Tesla was told by the US Govt. that they have such a bad business that they are not going to get funded. Tesla is just doing this as a last ditch attempt to get the federal loan before they go out of business. There are no “other investors”, they have asked everybody from Dubai to Sand Hill Road and everybody has turned them down because they screwed up their decisions so bad already. Musk has the money and Musk screwed the whole thing up. His staff should revolt and demand that he put the rest of his cash in the company.

Om Malik


Good points but you can’t change the goal post when you realize that you are on the losing end of the game. I don’t see any other car company (or a computer company) raising prices if some component pricing shifts.

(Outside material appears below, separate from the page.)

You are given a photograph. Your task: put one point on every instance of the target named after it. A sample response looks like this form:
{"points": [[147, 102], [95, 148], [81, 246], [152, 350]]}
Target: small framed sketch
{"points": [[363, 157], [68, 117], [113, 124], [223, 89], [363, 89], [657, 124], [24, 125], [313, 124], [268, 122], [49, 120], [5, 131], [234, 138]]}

I think Tesla’s latest move shows — they are a company long on ideas, but short on execution or even developing a proper plan. The company just has poor management and perhaps near-average business skills. don’t believe the hype on this one!

Josie Garthwaite

@Dave, you make a good point. While this pricing change applies only to 2008 Roadsters, it could be the first of several important decisions based on true costs.


“If the 400 affected customers fork over at least $6,700 to get all of the previously standard options (not at all guaranteed, since they can skip the special features), it will bring in only about $2.7 million in additional revenue. Not exactly a needle-mover. Would that give you the confidence to invest?”

It’s not about bringing in the money for mass market production – it’s about showing you can at least break even on what you are selling and hopefully turn a small profit. Clearly someone has worked out that they would not make enough to cover operating expenses on their existing backlog and so something had to be done. $6000 dollars may not make a lot of difference on 400 cars, but on 4000, 40000? It’s about showing investors that you now have a grip on your costs and know the true cost of doing business.